From lost money to bad management, the report says changes need to be made -- especially with tolling coming to more local highways.
The state is planning automated tolling on the 405, Highway 99 and possibly I-90. But before that happens, the state needs to iron out many problems.
According to the new audit, WSDOT picked an under-qualified vendor to run the tolls, and that decision came back to haunt them.
For the first time, the public is learning why the tolling program on the 520 Bridge was installed nine months late, causing the state to miss out on $40 million.
The delay was good for drivers looking to save some money, but bad for the state's budget.
The audit says WSDOT selected a vendor that scored very low on technical accounting, didn't understand the requirements and drastically under bid on the project.
"That is something that caught our attention," said state auditor Troy Kelley. "Like, wow, they chose the lowest price vendor, who on the other metrics didn't quite stack up."
Kelley said state officials have to acknowledge the decision contributed to the loss of $40 million.

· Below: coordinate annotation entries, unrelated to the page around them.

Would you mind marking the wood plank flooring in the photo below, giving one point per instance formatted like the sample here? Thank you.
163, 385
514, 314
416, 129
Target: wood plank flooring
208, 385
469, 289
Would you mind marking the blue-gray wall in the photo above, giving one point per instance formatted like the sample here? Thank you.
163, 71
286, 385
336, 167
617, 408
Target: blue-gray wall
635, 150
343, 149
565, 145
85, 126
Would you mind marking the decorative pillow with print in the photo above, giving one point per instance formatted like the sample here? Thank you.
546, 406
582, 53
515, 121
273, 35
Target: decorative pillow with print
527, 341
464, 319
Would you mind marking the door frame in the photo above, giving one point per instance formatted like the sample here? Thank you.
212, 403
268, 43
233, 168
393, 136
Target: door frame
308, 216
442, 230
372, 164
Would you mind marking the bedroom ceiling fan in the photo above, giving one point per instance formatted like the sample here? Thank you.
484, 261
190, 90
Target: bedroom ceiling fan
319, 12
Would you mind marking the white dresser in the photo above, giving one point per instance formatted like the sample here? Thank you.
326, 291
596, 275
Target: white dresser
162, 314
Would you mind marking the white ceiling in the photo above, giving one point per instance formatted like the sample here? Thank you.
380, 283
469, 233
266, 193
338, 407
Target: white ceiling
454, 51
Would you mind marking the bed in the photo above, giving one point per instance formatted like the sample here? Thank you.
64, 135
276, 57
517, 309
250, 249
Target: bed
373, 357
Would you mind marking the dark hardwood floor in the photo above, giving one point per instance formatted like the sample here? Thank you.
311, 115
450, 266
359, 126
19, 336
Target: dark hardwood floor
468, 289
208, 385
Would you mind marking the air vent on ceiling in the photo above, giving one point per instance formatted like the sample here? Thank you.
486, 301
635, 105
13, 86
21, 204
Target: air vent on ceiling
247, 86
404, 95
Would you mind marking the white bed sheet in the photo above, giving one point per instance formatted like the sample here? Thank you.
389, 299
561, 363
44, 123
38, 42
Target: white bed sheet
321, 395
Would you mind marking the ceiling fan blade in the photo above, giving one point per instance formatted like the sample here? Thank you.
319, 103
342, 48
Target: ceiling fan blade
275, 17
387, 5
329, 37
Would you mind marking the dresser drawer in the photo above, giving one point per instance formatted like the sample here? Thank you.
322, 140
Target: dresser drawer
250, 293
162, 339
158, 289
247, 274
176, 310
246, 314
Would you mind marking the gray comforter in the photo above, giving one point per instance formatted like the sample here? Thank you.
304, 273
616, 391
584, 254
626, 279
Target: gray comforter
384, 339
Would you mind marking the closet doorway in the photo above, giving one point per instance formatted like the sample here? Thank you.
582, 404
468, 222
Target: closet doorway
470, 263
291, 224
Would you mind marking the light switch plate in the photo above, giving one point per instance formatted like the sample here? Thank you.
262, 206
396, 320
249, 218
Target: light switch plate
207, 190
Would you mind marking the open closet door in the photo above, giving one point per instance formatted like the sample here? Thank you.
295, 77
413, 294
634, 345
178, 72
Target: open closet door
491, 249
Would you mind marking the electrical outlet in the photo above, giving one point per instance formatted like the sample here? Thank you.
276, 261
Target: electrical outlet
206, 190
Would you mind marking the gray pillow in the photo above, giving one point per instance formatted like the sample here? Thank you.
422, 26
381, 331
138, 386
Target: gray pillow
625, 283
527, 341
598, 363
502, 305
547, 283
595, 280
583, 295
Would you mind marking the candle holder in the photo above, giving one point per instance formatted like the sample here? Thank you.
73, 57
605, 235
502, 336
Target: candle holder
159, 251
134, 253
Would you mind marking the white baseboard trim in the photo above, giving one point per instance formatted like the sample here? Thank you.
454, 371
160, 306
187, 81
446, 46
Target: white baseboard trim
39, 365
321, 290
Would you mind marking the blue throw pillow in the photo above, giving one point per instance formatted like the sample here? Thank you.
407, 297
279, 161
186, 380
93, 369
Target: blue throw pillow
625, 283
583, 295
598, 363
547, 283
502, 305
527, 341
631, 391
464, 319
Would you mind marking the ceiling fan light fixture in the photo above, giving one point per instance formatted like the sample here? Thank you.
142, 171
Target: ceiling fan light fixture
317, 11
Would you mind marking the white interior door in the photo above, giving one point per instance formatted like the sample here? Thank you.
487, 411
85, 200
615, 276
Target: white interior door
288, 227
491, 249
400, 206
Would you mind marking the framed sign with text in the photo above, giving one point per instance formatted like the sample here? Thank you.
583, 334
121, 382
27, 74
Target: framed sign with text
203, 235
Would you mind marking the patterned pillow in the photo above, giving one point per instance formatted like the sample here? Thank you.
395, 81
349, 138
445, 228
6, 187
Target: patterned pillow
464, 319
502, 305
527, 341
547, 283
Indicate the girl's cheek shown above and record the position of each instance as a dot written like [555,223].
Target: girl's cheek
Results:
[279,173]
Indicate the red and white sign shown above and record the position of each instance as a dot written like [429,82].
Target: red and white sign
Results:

The audit says the toll plan was a technology project managed like and engineering project and the vendor didn't realize until six months into it that they'd needed to create a whole new software package.
The report also claims WSDOT failed to adequately address risks, proactively manage the project or hold the Texas-based vendor accountable.
On top of that, the department, "did not apply all available financial penalties for poor performance," according to the audit.
Instead of fining the vendor $300,000 per week -- which would have totaled $12 million -- the department opted to reduce payments by $3.9 million.
"They need to look at how they did things, they need to examine across the board how they're going to do in the future," Kelley said. said.
WSDOT officials welcomed the audit and have already made changes.
"Well, I think people need to recognize that over the last 7 -to-8 years, we've delivered a huge program. And most of those projects have been on time and on budget. And so all projects have an opportunity to have issues. And so overall we believe we've been very successful in delivering those projects," said Patty Rubstello of WSDOT.
The delays didn't cause toll prices to rise.